Petugas ICE dengan susah payah meneliti latar belakang target dan memprioritaskan mereka yang memiliki hukuman pidana. Mereka mencoba menangkap tersangka di luar rumah karena mereka sering bekerja tanpa surat perintah pengadilan dan masyarakat tidak perlu mengizinkan mereka masuk.
Satu penangkapan memerlukan pengawasan dan penelitian selama berjam-jam, sebuah pekerjaan yang disamakan oleh seorang pejabat ICE dengan mengawasi cat hingga kering.
“Hampir tidak mungkin bagi (Trump) untuk melakukan apa yang dia katakan akan dia lakukan, bahkan jika militer dapat dimobilisasi,” kata John Sandweg, pejabat senior di Departemen Keamanan Dalam Negeri pada pemerintahan Obama.

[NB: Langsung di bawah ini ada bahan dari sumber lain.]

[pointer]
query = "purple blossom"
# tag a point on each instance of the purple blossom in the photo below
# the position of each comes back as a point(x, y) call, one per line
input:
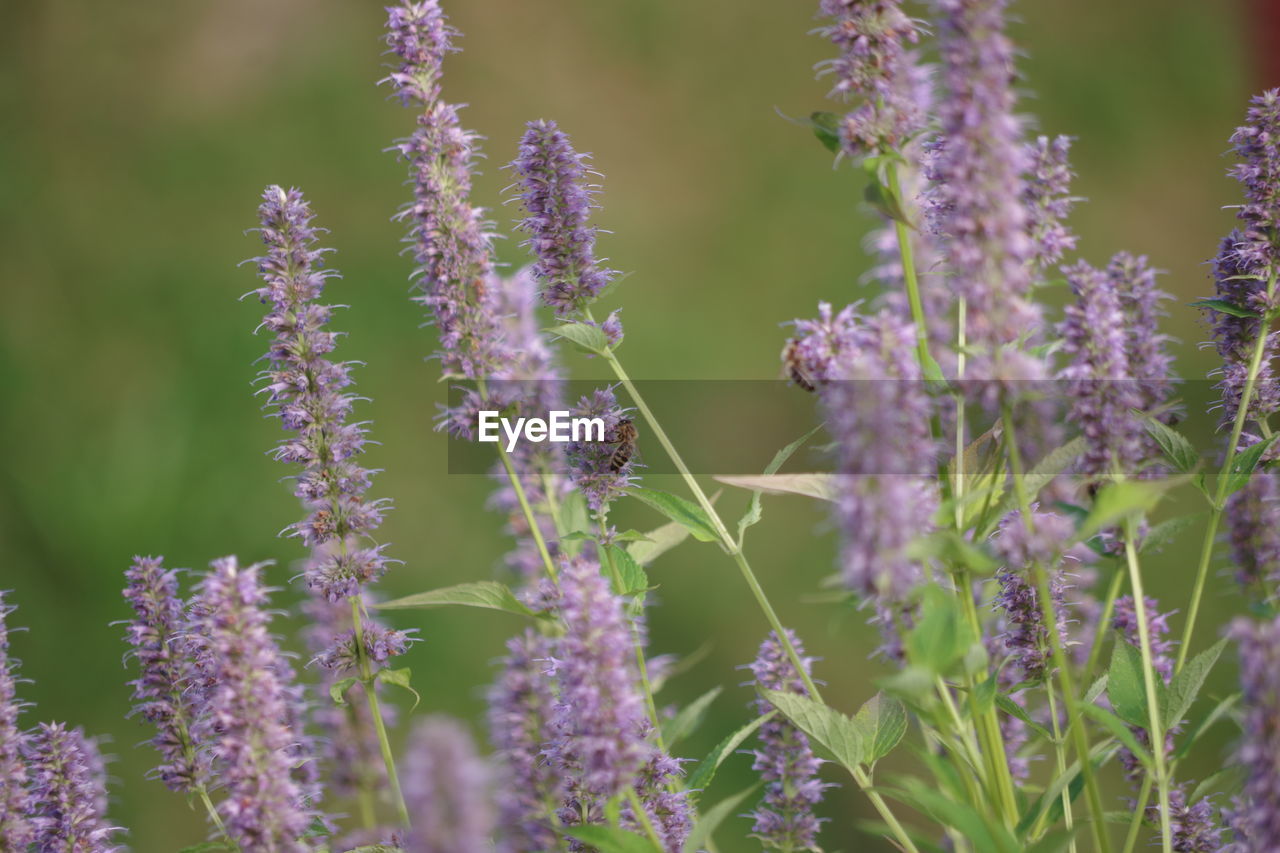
point(248, 711)
point(451, 240)
point(598, 724)
point(447, 789)
point(558, 201)
point(594, 468)
point(68, 792)
point(165, 690)
point(1048, 200)
point(1253, 529)
point(16, 829)
point(1256, 816)
point(785, 819)
point(520, 711)
point(978, 199)
point(878, 413)
point(1100, 378)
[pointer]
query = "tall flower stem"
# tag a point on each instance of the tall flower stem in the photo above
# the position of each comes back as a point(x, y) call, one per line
point(1242, 414)
point(1155, 729)
point(1060, 664)
point(735, 551)
point(375, 710)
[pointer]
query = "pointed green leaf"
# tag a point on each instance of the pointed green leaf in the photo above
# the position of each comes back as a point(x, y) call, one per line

Deportasi Obama dilakukan melalui polisi setempat yang menyerahkan orang-orangnya ke ICE, namun banyak pemerintah negara bagian dan lokal sejak itu memberlakukan pembatasan kerja sama dengan otoritas imigrasi federal. Sebelum Obama menjabat, lonjakan pencari suaka di perbatasan menghabiskan sumber daya yang terbatas pada pemerintahan Trump dan Biden.
Apa konsekuensi politik dari deportasi massal?
Meskipun banyak yang mendukung rencana Trump, penggusuran massal dapat memecah belah keluarga, memperburuk kekurangan tenaga kerja, dan menggusur orang-orang yang memiliki hubungan dekat dengan komunitas mereka. Pew Research Center memperkirakan bahwa 70 persen rumah tangga di Amerika Serikat yang memiliki setidaknya satu orang yang tinggal secara ilegal juga mencakup seseorang yang tinggal secara legal.
Nunn mengatakan para pemimpin militer mungkin menolak karena hal itu akan melemahkan prioritas lain dan merusak moral.
“Militer akan melihat hal ini dan mengatakan ini bukanlah hal yang seharusnya dilakukan oleh tentara,” katanya. “Hal ini memungkinkan militer untuk terlibat dalam politik dalam negeri dengan cara yang tidak disukai oleh militer.”
Adam Goodman, seorang profesor sejarah dan studi Amerika Latin di Universitas Illinois di Chicago yang telah menulis tentang deportasi, mengatakan ancaman deportasi massal dapat menimbulkan konsekuensi serius meskipun tidak dilakukan. Ia berpendapat Trump kemungkinan besar tidak akan menepati janjinya, namun hal ini bisa menimbulkan ketakutan di komunitas imigran.
Pada bulan Juni 2019, Trump mengumumkan bahwa ICE akan “mulai mendeportasi jutaan imigran ilegal” minggu depan. Sebulan kemudian, badan tersebut mengatakan bahwa mereka menargetkan sekitar 2.100 orang, dan mengakibatkan 35 orang ditangkap. Hal ini menunjukkan bahwa rencana presiden tersebut tidak mencapai tujuannya, namun hal ini terjadi setelah rencana tersebut menarik perhatian luas dari komunitas imigran.